Based on the visual imaging with unit #3, it now seems likely that the bottom heads of none of the units experienced melt through! Any corium (liquefied fuel and supporting materials) that exited the RPVs escaped by another path. What might that path be?

It might be helpful to first look at the specifics with unit #3 to understand why a total melt-through is unlikely. The dimensions of the fuel core for a 2,381 MWth BWR-4 reactor, is 3.7 meters high, and 5.2 meters in diameter. (2) That’s more than 110 cubic meters… nearly 3,900 cubic feet! The density of the fuel bundles and control rods in the core is significant when undamaged, but it shrank into a much smaller volume when everything became liquid… but probably no less than 1,000 ft3. If this volume dropped through the RPV bottom head, all of this considerable debris would be inside the pedestal. When we look at the still images and video from the “Little Sunfish”, it appears to be much less! (3) A few hundred cubic feet? Perhaps. In addition, it is likely that a significant fraction of the debris pile did not come from the fuel core.

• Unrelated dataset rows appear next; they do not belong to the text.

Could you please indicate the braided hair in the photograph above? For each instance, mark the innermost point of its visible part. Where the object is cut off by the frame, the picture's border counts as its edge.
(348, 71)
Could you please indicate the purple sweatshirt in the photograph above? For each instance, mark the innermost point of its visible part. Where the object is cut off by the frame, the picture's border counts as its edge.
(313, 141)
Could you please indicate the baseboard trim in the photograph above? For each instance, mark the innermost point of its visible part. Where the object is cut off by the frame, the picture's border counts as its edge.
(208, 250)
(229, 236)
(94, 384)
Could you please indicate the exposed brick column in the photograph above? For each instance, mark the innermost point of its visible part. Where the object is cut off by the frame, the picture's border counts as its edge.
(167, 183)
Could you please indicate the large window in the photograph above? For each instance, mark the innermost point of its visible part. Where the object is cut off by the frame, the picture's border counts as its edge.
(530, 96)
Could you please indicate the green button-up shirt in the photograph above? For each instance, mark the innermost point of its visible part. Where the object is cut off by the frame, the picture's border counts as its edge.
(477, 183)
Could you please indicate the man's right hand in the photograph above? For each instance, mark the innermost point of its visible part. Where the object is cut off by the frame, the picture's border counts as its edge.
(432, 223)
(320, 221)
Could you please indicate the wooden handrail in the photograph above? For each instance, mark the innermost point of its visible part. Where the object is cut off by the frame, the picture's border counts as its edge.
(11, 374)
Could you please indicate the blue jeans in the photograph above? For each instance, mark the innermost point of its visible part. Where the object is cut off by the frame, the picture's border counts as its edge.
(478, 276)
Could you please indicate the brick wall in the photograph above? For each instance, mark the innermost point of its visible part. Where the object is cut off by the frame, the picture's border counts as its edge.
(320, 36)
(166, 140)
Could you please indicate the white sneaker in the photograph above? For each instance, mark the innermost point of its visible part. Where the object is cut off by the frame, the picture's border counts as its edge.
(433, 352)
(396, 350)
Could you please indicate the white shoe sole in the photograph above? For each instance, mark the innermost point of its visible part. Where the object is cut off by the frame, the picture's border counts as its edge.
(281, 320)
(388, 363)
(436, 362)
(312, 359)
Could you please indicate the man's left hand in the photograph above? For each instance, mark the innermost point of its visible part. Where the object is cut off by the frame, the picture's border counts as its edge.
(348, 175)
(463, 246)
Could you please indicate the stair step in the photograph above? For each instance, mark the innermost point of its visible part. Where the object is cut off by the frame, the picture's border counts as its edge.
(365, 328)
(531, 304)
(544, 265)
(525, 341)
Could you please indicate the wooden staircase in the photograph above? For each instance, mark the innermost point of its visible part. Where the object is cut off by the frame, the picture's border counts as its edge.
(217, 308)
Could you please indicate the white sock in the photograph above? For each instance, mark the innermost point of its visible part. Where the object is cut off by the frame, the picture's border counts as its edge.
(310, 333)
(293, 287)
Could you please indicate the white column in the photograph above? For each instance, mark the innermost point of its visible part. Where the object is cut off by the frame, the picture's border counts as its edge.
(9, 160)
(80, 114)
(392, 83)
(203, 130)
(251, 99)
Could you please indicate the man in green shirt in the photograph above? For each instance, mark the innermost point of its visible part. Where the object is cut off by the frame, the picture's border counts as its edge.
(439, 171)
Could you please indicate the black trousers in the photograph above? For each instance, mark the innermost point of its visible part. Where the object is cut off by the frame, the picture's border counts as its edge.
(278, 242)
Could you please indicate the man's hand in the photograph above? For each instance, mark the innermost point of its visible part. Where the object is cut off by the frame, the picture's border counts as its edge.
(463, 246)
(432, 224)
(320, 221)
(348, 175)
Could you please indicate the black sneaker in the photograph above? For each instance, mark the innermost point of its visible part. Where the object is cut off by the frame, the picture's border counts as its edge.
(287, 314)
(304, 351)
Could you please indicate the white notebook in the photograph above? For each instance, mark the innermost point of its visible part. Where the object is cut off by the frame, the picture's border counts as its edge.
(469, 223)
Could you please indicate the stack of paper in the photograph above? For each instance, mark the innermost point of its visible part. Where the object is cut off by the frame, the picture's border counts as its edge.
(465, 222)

There are more than 100 Control Rod Dive Mechanisms (CRDM) that protrude from the bottom head of the RPV for unit #3. The CRDMs are installed in thick, high carbon steel guide pipes (stub tubes) that pass through the bottom head. The bottom head of the RPV is fabricated with high-carbon steel more than 6 inches thick. While there is considerable evidence of damage below the CRDMs, the stub tubes and the thick bottom head seem to be relatively intact. In addition, if there was a full, catastrophe melt-through, there would surely be one or more of the CRDMs missing. But, each and every time the Little Sunfish turned upwards, it is obvious that all visible CRDMs are in place. None seem to be missing.

In images #2 & #3 of reference #4, we see what appears to be a flattened pile of granular material. The location of the granular mass is on the periphery of the pedestal, which is the least likely location for a hemispherical bottom head melt-through. We can also see some of the grating that used to be part of the maintenance “carousel” below the CRDMs, leaning against the pedestal wall. But, it is not clumps of material we would surely have if it were corium. The material that consists in the granular mass is currently indeterminate.

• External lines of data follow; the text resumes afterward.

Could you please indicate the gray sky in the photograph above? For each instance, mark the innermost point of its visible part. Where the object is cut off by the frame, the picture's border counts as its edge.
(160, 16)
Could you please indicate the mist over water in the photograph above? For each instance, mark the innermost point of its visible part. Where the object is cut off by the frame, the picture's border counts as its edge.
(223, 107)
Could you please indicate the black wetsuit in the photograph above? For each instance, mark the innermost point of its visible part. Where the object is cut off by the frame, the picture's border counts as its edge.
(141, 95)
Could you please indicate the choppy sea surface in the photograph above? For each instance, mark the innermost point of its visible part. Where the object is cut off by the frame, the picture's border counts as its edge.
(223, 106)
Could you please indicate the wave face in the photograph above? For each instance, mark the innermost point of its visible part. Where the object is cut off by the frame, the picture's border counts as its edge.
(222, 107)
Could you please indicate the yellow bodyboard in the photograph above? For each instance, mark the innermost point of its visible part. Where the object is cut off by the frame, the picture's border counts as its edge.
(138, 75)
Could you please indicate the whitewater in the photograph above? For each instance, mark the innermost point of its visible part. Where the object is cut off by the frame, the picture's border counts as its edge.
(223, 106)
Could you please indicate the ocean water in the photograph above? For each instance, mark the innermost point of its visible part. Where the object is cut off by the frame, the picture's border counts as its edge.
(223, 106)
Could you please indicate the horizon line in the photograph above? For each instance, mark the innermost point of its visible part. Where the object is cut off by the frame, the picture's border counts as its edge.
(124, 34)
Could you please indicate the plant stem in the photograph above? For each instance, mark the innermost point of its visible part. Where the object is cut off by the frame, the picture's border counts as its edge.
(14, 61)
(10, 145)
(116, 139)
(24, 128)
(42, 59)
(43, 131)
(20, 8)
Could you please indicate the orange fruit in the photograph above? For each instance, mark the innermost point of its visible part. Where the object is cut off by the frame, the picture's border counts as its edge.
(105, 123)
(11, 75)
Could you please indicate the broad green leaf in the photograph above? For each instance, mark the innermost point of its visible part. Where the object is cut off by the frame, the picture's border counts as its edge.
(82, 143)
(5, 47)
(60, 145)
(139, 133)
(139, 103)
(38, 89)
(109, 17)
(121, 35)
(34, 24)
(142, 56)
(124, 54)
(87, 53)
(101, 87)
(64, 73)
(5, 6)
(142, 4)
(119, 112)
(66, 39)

On the other hand, image #1 of reference #5 shows a mass comprised of small pieces of something, located under the center of the bottom head. This could be corium that shattered into chunks when hitting the water inside the pedestal and almost-instantly cooled below the melting point of the liquefied material (~2,000oC). Further, the pile is below the central area of the bottom head, precisely where molten corium should be most-likely to gather. Thus, it is likely that most of the small chunks are corium… but not allo of it is.

There is visible damage is to the thick steel clamping brackets located that were firmly attached to the CRDMs. Let’s look at page 1 of reference #3 showing the intact clamps under the unit #5 RPV, for comparison. It appears that many of the unit #3 clamps are gone, and many of those that remain show the evidence of deformation due to overheating. Further, the two “icicles” mentioned in most Japanese Press reports are located below a CRDM housing on the edge of where its support clamp is missing. Are the icicles corium? Or, are they the last vestiges of a support clamp that was being liquefied by the intense heat from the RPV and drizzling-down corium? (More on this later) Thus we should ask how much of the pile of chunky rubble below the center of the RPV is what remains of the missing clamps?

Adding to conundrum, on July 17, Muon imaging of the unit #3 RPV indicated little corium remaining in the RPV proper. (6) The image was compared to the one made with unit #2. The unit #2 image posted last July 28th indicated that some of its damaged fuel (9-23%) remains within the core barrel, and most if not all of the actual corium had collected in the hemispherical bottom head of the RPV. On the other hand, Tepco’s unit #3 image indicates that only a small fraction of the corium remains “in the core and at the lower area of the RPV…” The Tepco handout says, “The evaluation at present shows the possibility that some fuel debris remain(s) inside the RPV, but massive and high density material has not been found.”

There’s not enough of a corium-likely debris pile inside the pedestal, under the unit #3 RPV, to account for where the melted core and attendant materials might be. If it is not inside the bottom head of the RPV, as with unit #2, then where is it?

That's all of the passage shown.